Ожерелье и вправду было красивым. Цепь замысловато клепанная, а изумруды казались камешками, поднятыми с морского дна.

— Византийской работы. Софья Палеолог его носила, последняя византийская принцесса. Потом оно в дар бабке моей досталось, а от нее уже ко мне перешло.

— Что же ты с таким дорогим подарком расстаться хочешь, боярин?

— Дело большое, а за него и такой вещицы не жалко, Яков Прохорович.

Петр Шуйский слукавил. Ожерелье не было царицыным, а купил он его месяц назад у персидского купца, который на месяц застрял в Москве, следуя со своим товаром в Великий Новгород. Однако он говорил так убежденно, что и сам поверил в собственную ложь.

Яков Прохорович подарком остался доволен. Такая вещица наверняка понравится Калисе, не устоять ей перед светом зеленого камня. И он подумал о том, как спустит с плеч платье и пристегнет золотую цепь на белую шею. Подойдет к ее зеленым глазищам изумрудный блеск. Он несколько раз подбросил золотую цепочку на ладони, опытным купцом проверяя вещицу на вес, а потом сунул ее за пазуху.

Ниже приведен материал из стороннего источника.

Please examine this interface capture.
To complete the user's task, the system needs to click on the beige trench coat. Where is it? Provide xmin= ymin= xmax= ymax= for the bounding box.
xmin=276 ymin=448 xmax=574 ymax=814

— Хорошо, быть по-твоему, боярин. Где Васька Захаров живет?

— На Арбате. Крыша его дома в бочку выложена. Не спутаешь ты его. Там один такой дом.

— Он, кажись, думным дьяком был? — у порога спросил Яшка.

— Был, — в свою очередь удивился Петр Шуйский осведомленности Яшки Хромца.

Он понял, что Яшка Хромой наблюдает за ним так же ревностно, как сам Петр Шуйский стережет каждый шаг татя.

Грохнул Яшка Хромой дверью и быстро заковылял вниз по крутой лестнице.

* * *

Василий Захаров в этот день первый раз сидел в Думе. Простояв думным дьяком подле государя, он не смел опуститься даже на скамью, а сейчас с полным правом сидел рядом с именитыми боярами, то и дело разглядывая свой новый охабень, рукава которого едва касались пола.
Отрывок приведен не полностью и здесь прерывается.